In boom the prices are increased, and the inflation rate are increased this means that there is a risk in inflation, and this happens when the supply
and demand will be increased, and the companies are going to be able to increase the prices of their goods and the services. In supply and demand
the staff is going to have more disposable income this means that they are going to be buying more products such as luxury and expensive items,
this means more customers are going in Greggs and buying more products, and Greggs will need more products to be able to produce more
products, and this means the suppliers of Greggs are going to be able to supply more material to be able to produce more products, because the
affordability increases of the customers and they are going to be able to buy products that are expensive this means that they will be able to
increase the prices of the products. However, there are some negatives impacts of them, because everyone will need more raw materials and more
staff and they are going have difficulties in finding better staff and raw material, this means that the demand will be increased however it is going to
be difficult to supply to Greggs. This means that the organisations will be competing to get better staff and raw materials.
D. Explain how elasticity of demand would be affected during a boom and how this would impact your selected organisation.
When the economy is in boom there is going to be an inelastic demand, and the customers are going to be less prices sensitive, so they are going to
be affordable to pay the products that are expensive this means that the customers of Greggs are going to go to the competitors that sell expensive
products such as Costa.
The organisation will need more employees, so this means there is going to be an increase in productivity, however, it is going to be harder if the
organisation is going to offer less salary, because people are going to prefer to go for the higher wages rates.
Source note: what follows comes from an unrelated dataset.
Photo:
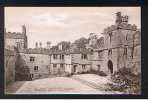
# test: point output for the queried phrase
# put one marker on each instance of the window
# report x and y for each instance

If there is an increase in everything Greggs will have to pay more wages of the employees, this means everyone would like to get more wage. There
will be also an increase in taxes so people will have to pay more taxes, such as the employees of Greggs and pay back the taxes on the products
that Greggs sell.
Because Greggs is a brand itself the customers will want to buy more products that are branded and are famous, this means that there is going to
be competition between organisations of being the best organisations so that the customers will go more towards that organisation. Greggs could be
affected from this from the organisations that are going to be expensive such as Costa and they are going to choose the best organisation.